Costco Pork Shoulder - Question about Cut and Time to Cook
Does anybody here know what part of the pork shoulder Costco's boneless version comes from? It (they?) comes in a large pack weighing about 15lbs. It looks like there may be two per pack...hard to tell.
Using my new "All About Braising" cookbook by Molly Stevens, I made a recipe for "Picnic" shoulder today, believing this fatty cut to have probably come from the bottom of the shoulder. Browned a 7lb piece for 30 minutes at 450º, then dropped the temp to 250º for what was supposed to be 8 or 9 hours, as per the recipe. After 4:45 hours, the internal temp was just over 185º-- just over the "doneness" range, so I took it out to let it rest. Tastes pretty good by the way...maybe a smidge dry.
I'm not sure why the time was so much less than 8 to 9 hours (it was in the bottom 3rd of the oven). Any feedback or ideas would be most welcome!
I would always advise to braise pork shoulders rather than roast them, and you'll be going way beyond what you'd normally consider a good temperature for cooked pork. If you're using the oven and braising, I don't think you need to put the oven rack to the bottom -- unless the thing won't fit with the rack in the middle. Essentially you should be able to stab it with a fork and have it come to pieces; this is when you can pull the pork and sauce it for sandwiches, etc.
I find it much easier to do pork shoulders in the slow cooker, but then a) I always have smaller ones than 7 lbs., and b) you don't get the crispy exterior.
By the way, this in the slow cooker is genius: http://query.nytimes.com/gst/fullpage... .The fat renders out and creates a liquid that will ensure the shoulder doesn't dry up. All you're missing from the oven version is the crispy skin, but I've heard people complain they can't achieve that even in the oven anyway.

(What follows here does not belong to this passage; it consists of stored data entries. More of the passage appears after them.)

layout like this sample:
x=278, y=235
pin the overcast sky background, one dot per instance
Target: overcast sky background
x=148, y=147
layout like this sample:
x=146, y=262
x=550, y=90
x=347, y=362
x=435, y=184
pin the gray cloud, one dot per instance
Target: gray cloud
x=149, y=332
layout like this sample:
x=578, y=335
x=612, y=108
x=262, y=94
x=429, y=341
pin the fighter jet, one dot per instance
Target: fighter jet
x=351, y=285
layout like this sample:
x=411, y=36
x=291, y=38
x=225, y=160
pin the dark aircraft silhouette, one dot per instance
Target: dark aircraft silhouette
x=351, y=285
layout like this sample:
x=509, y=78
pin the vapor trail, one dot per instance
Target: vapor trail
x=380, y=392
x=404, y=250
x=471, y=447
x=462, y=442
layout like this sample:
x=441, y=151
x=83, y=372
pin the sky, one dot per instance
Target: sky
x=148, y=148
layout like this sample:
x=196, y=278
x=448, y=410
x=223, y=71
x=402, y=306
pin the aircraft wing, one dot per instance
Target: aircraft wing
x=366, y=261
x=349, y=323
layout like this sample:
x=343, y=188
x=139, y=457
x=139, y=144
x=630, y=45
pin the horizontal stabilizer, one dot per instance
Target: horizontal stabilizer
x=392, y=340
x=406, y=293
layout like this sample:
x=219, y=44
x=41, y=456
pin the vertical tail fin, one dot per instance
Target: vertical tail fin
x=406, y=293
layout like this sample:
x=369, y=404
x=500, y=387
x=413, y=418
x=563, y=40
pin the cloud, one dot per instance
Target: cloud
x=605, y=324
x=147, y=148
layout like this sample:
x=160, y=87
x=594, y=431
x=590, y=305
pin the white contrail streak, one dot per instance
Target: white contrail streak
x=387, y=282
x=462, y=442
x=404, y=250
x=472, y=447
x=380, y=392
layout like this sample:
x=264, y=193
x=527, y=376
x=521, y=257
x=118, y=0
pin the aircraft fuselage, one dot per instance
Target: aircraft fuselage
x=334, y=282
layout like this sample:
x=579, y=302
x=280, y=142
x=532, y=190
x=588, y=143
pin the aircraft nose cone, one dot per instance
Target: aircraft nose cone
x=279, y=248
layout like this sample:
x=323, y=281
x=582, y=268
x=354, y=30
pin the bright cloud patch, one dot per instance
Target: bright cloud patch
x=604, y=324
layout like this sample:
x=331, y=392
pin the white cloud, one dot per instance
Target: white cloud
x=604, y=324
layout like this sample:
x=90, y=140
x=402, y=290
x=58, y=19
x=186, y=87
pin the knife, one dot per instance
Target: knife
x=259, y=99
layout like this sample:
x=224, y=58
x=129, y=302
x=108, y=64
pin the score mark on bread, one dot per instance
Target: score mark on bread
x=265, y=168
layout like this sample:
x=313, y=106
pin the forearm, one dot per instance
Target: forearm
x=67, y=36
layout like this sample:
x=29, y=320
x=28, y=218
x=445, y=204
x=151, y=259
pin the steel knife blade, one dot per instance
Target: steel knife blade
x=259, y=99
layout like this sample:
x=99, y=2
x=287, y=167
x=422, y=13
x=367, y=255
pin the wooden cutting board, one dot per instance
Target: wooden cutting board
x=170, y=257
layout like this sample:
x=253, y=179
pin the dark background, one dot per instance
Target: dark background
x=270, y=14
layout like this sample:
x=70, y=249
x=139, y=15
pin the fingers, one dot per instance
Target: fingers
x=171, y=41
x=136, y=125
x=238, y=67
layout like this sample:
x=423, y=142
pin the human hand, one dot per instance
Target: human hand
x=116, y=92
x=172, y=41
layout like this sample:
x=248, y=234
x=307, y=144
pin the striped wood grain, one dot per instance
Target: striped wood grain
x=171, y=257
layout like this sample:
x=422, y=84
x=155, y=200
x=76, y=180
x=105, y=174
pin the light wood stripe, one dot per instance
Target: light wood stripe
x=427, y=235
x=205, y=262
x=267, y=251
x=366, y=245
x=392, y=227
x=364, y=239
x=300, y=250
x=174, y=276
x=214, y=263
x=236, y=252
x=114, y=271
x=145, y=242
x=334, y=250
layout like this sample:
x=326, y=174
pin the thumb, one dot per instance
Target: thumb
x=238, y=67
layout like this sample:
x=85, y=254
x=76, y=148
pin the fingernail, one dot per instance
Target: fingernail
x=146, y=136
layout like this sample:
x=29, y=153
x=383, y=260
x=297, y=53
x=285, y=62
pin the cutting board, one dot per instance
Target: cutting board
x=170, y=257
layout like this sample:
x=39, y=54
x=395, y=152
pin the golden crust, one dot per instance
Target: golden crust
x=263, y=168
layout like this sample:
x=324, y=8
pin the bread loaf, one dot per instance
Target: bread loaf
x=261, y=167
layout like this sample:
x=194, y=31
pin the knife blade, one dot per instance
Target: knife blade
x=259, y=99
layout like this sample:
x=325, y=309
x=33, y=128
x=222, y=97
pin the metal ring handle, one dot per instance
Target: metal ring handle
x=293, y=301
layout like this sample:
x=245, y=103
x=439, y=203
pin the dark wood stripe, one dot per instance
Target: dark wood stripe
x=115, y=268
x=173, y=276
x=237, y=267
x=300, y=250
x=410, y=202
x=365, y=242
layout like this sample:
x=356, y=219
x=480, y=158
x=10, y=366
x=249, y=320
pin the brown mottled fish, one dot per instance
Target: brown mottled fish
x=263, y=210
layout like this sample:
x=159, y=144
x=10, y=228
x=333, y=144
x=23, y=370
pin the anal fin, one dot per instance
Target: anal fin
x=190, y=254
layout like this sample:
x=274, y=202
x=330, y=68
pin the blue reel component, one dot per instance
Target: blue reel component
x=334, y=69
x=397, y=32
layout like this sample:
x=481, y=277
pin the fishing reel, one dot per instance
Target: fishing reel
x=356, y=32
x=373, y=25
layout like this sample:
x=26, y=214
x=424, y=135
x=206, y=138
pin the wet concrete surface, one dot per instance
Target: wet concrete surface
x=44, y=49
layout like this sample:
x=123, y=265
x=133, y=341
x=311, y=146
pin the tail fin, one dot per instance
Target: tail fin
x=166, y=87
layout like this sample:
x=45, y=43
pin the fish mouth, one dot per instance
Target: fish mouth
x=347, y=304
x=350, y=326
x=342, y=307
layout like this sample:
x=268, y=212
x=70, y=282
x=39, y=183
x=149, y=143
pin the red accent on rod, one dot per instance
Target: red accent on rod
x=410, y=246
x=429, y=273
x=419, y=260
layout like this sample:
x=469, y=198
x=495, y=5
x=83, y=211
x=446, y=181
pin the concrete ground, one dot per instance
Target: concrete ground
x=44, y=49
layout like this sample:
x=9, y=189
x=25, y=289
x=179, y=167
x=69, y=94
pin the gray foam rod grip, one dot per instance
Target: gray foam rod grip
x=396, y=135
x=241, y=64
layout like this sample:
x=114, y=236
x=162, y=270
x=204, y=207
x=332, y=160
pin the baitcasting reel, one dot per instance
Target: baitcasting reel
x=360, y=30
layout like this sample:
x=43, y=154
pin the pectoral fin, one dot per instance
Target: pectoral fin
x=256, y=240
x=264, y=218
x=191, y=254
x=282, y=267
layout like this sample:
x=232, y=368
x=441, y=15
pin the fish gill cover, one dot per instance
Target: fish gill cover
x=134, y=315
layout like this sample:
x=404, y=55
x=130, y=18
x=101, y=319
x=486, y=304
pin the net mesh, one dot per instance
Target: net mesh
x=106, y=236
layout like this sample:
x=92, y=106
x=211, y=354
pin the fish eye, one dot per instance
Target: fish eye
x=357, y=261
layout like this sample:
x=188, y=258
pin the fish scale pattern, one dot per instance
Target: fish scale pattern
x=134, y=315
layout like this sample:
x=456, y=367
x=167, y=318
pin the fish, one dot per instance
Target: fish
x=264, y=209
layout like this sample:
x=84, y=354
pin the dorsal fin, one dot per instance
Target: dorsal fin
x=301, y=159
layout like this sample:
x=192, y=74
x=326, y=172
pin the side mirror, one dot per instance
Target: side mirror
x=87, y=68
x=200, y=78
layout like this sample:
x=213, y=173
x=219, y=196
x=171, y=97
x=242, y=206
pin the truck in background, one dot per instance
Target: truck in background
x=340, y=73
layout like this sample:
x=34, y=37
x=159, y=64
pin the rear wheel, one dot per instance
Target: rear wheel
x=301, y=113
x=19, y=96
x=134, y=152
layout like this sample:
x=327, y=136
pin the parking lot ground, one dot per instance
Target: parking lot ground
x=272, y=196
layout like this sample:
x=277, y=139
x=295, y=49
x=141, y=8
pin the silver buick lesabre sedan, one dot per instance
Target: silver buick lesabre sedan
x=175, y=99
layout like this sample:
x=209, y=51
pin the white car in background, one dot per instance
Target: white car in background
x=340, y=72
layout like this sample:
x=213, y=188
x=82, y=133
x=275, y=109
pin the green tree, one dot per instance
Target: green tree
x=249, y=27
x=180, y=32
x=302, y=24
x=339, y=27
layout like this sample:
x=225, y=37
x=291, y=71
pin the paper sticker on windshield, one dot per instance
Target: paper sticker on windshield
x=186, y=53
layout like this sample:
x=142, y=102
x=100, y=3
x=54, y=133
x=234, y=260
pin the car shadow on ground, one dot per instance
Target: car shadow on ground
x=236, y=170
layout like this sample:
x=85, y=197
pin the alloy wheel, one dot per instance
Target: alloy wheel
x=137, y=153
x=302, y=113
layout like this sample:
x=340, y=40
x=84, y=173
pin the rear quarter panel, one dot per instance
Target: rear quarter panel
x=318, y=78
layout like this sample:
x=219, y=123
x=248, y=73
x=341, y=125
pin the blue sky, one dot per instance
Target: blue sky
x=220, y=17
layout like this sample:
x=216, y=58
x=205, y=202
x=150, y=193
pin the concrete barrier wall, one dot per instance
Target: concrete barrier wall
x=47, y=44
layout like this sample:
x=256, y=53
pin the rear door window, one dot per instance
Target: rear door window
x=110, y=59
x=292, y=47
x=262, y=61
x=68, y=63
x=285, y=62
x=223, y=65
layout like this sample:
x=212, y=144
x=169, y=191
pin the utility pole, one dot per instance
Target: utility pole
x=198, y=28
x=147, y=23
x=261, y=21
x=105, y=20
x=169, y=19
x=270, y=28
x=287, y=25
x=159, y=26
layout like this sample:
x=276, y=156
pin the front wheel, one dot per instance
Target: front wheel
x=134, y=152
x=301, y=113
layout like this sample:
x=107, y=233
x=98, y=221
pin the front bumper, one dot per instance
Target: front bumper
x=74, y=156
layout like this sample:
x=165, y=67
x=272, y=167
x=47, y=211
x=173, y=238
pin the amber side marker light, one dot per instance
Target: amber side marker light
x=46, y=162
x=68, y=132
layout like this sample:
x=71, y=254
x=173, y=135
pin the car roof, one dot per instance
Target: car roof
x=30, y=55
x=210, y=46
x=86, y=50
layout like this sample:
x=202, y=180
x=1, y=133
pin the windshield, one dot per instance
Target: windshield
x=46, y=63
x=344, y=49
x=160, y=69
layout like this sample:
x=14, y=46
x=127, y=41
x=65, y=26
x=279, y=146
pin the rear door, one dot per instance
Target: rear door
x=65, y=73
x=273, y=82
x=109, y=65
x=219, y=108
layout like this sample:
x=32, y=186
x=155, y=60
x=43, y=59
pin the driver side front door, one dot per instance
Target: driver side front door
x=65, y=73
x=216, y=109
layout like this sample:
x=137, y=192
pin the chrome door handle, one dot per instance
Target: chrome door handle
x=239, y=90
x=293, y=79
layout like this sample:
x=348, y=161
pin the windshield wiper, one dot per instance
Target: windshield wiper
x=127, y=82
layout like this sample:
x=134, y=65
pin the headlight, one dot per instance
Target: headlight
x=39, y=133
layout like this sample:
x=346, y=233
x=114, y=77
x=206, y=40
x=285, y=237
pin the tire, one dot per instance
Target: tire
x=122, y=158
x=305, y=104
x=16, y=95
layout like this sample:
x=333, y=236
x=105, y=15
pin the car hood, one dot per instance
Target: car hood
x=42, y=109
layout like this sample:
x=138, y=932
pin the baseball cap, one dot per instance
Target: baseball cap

megjp, thanks. That recipe sounds fantastic, and I'll be trying it with some of the shoulder next time. As to getting a nice crispy skin, I've put braised pork shoulders under the broiler (wait until it's really going good) for about 8 to 10 minutes, about 6 to 8 inches away or so.
No need to brown it at all - just rub with kosher salt and fresh ground pepper (and if you like a bit of brown sugar), and toss it in the oven at 225. Low and slow all the way is the key, When the meat registers 150-160, wrap the top in foil. This gets you past the "stall" that would otherwise prevent it from reaching pulling temps for many additional hours.
Let the meat reach 200 degrees - so that the collegen liqufies. 185 is not done yet. You could pull it out at 195 but I go to 200. Remove and let it sit, covered in foil, for another 20-30 min. Then shred it, and liberally use extra virgin olive oil, kosher salt and fresh ground pepper to season. If you want some heat, use Srirachi hot sauce or same maker brand of chili paste (rooster on label).
I make one of these every week, usually in my slow cooker but it's just as good in the oven and the oven gives you some "bark" on the outside, that many people enjoy - if you don't have a slower cooker.
I promise that this technique will get you what you really want. High heat is to be avoided, unless it's in a skillet to sear up the leftovers and give them a nice crustyness.
They do come two to a pack and they're fantastic. If you are braising (wet cooking) them, they'd definitely be done in less than the time you allotted. If you are smoking, they will take longer -- possibly much longer. I do a mixture of both when I do them. I smoke for 4 to 12 hours, depending upon whether it is an overnight smoke. Then I wrap in foil and finish cooking in the oven so as not to lose the juices.
Don't know exactly what part of the shoulder they come from but I'm confident others do.
Browning and then braising, I would expect them to be done in about 4 to 5 hours, so I think yours was about right. Shouldn't be dry, though, if you used enough liquid. Does it pull easily? It might be in that middle ground between rare-ish and juicy and slice-able, and soft, unctuous and pull-able.